The New York state legislature is considering a bill to make unlicensed broadcasting a class D felony, punishable with possible (undefined) imprisonment and a fine of up to $10,000. The bill would call foul on any broadcaster without an FCC license and/or accused of causing interference to another radio station.
Good luck with that. New York is a major hotbed of pirate radio activity in the United States, topping the perennial pirate radio capital of the nation (Florida) for the first time just last year.
In fact, Florida and New Jersey have already criminalized unlicensed broadcasting at the state level (as a low-level felony and misdemeanor, respectively).
Those state laws have been on the books for at least five years – and the result? Nothing.
The impetus for this legislation is purely political. Licensed broadcasters have ignored the changing demography of New York; also, the state has a $10 billion budget hole to fill. This maneuver won’t put a dent in the number of stations on the air nor fill New York’s coffers.
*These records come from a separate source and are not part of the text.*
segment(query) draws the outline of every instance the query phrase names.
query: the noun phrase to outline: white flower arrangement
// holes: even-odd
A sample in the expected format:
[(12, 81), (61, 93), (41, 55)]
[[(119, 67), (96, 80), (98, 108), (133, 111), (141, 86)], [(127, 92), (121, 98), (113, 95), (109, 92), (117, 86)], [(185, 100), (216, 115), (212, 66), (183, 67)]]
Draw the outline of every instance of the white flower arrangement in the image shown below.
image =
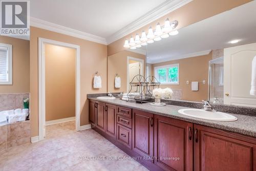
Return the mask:
[(155, 89), (153, 91), (153, 96), (156, 97), (156, 96), (160, 97), (160, 98), (165, 98), (167, 97), (172, 96), (174, 92), (173, 90), (169, 88), (167, 88), (164, 89), (162, 89), (161, 88), (157, 88)]

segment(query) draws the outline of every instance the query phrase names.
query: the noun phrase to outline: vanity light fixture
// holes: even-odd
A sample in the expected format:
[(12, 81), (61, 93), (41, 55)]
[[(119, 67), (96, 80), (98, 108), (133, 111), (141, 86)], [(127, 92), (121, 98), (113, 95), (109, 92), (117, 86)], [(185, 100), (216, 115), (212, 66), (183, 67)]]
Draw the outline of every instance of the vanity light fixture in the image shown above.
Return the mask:
[(143, 31), (140, 37), (138, 34), (136, 34), (135, 39), (131, 36), (130, 41), (127, 39), (125, 40), (123, 47), (136, 49), (136, 48), (140, 48), (142, 46), (146, 46), (147, 44), (154, 43), (155, 41), (160, 41), (162, 38), (167, 38), (170, 35), (177, 35), (179, 32), (177, 30), (174, 30), (176, 28), (178, 24), (178, 21), (170, 22), (169, 18), (167, 18), (164, 21), (164, 26), (161, 26), (160, 24), (158, 23), (155, 30), (151, 26), (147, 34)]
[(229, 41), (229, 43), (233, 44), (236, 44), (240, 40), (233, 40), (232, 41)]

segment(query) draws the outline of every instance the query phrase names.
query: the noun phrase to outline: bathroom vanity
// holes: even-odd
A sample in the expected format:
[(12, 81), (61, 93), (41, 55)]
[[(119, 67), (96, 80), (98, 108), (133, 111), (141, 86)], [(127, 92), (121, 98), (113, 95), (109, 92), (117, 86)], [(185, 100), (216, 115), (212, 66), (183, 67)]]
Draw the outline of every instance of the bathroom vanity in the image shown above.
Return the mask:
[(89, 99), (92, 127), (151, 170), (256, 170), (256, 117), (214, 121), (183, 106)]

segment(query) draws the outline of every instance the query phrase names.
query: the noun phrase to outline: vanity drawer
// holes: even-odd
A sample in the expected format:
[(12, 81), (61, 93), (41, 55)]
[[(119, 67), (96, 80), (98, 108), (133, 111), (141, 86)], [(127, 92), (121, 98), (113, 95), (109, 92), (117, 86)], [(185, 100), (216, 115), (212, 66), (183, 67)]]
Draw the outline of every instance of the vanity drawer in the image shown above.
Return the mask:
[(132, 109), (117, 106), (117, 114), (132, 118)]
[(132, 129), (132, 119), (120, 115), (117, 115), (117, 117), (118, 123)]
[(117, 140), (132, 148), (132, 130), (117, 124)]

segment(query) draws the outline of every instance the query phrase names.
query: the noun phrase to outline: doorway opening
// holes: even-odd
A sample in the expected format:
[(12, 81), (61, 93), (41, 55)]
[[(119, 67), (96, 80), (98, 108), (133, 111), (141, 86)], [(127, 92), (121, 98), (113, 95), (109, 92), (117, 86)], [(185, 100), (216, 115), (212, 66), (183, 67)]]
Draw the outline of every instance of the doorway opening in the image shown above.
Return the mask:
[(46, 125), (75, 120), (80, 131), (80, 47), (38, 39), (39, 141)]

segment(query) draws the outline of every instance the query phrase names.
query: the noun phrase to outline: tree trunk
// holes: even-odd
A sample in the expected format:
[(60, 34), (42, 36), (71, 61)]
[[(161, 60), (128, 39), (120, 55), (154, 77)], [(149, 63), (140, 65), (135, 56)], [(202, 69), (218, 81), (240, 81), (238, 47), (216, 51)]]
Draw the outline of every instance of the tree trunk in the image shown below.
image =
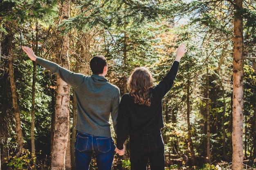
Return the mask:
[(209, 110), (209, 76), (208, 68), (207, 68), (206, 75), (206, 138), (207, 140), (207, 163), (211, 164), (211, 144), (210, 137), (210, 111)]
[(243, 0), (235, 0), (233, 70), (232, 170), (242, 170), (243, 152)]
[[(61, 2), (59, 3), (59, 11), (61, 13), (60, 18), (67, 19), (69, 17), (70, 1)], [(57, 33), (57, 35), (60, 33)], [(60, 45), (60, 49), (57, 48), (56, 54), (60, 51), (60, 57), (57, 57), (56, 63), (61, 66), (69, 68), (68, 56), (69, 37), (65, 35), (57, 37), (58, 40), (61, 41), (57, 45)], [(60, 59), (61, 61), (59, 61)], [(65, 169), (65, 155), (67, 147), (70, 127), (69, 102), (70, 87), (58, 76), (57, 76), (56, 103), (55, 105), (55, 124), (52, 153), (52, 170)], [(71, 166), (71, 165), (70, 165)], [(69, 167), (70, 166), (68, 166)]]
[[(36, 48), (35, 54), (38, 54), (38, 22), (36, 24)], [(36, 96), (36, 63), (33, 61), (33, 82), (32, 83), (32, 101), (31, 106), (31, 151), (32, 158), (34, 159), (35, 156), (36, 148), (35, 146), (35, 96)]]
[(11, 89), (11, 96), (12, 98), (12, 105), (14, 110), (14, 118), (15, 119), (15, 129), (17, 137), (17, 146), (16, 155), (20, 155), (23, 148), (23, 137), (22, 135), (22, 130), (20, 124), (20, 108), (18, 104), (18, 97), (16, 94), (16, 87), (15, 86), (15, 80), (14, 79), (14, 73), (13, 71), (13, 58), (12, 56), (12, 33), (11, 26), (8, 26), (8, 56), (9, 57), (9, 77)]
[(222, 131), (223, 133), (223, 140), (222, 140), (222, 155), (223, 158), (226, 161), (228, 161), (228, 159), (227, 157), (226, 153), (226, 129), (225, 126), (224, 125), (224, 120), (225, 118), (225, 114), (226, 113), (226, 100), (225, 98), (225, 89), (224, 87), (222, 85), (222, 96), (223, 98), (223, 112), (222, 114), (222, 118), (221, 118), (221, 124), (222, 126)]
[(195, 160), (195, 153), (194, 152), (194, 147), (193, 146), (193, 143), (192, 141), (192, 135), (191, 134), (191, 125), (190, 124), (190, 92), (189, 92), (189, 87), (190, 87), (190, 81), (189, 79), (188, 79), (187, 85), (187, 96), (186, 96), (186, 119), (187, 124), (188, 124), (188, 141), (189, 142), (188, 147), (190, 148), (190, 154), (191, 154), (191, 157), (192, 159), (192, 161), (194, 162)]
[[(69, 125), (70, 124), (70, 116), (69, 114)], [(67, 150), (66, 150), (65, 168), (66, 170), (71, 170), (71, 155), (70, 153), (70, 125), (68, 126), (68, 133), (67, 135)]]

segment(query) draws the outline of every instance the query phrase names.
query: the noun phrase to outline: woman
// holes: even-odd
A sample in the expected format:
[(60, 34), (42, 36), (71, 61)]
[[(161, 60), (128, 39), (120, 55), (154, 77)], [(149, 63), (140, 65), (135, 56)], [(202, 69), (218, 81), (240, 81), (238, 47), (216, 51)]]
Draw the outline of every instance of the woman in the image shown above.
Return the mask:
[(178, 48), (170, 70), (155, 87), (151, 73), (144, 67), (135, 69), (129, 78), (130, 92), (122, 96), (119, 107), (116, 151), (124, 154), (124, 143), (129, 135), (132, 170), (146, 169), (148, 160), (151, 170), (164, 169), (162, 100), (173, 86), (187, 50), (184, 44)]

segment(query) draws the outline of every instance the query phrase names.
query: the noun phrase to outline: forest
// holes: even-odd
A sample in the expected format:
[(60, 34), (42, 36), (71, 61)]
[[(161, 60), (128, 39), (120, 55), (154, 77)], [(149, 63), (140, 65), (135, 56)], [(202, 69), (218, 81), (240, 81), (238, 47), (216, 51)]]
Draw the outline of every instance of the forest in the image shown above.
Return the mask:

Most pirate broadcasters today serve audiences that are wholly absent from the milieu of licensed radio, and the current regulatory system simply can’t make new stations possible in places like the City. This is, of course, where most unlicensed broadcasters are concentrated.
Neither individual states nor the FCC have the wherewithal to silence the vibrancy of modern microradio. That the New York State Broadcasters Association is pulling strings on lawmakers in Albany about the issue only serves to highlight the disconnect between the public and the public interest as represented by contemporary radio regulation.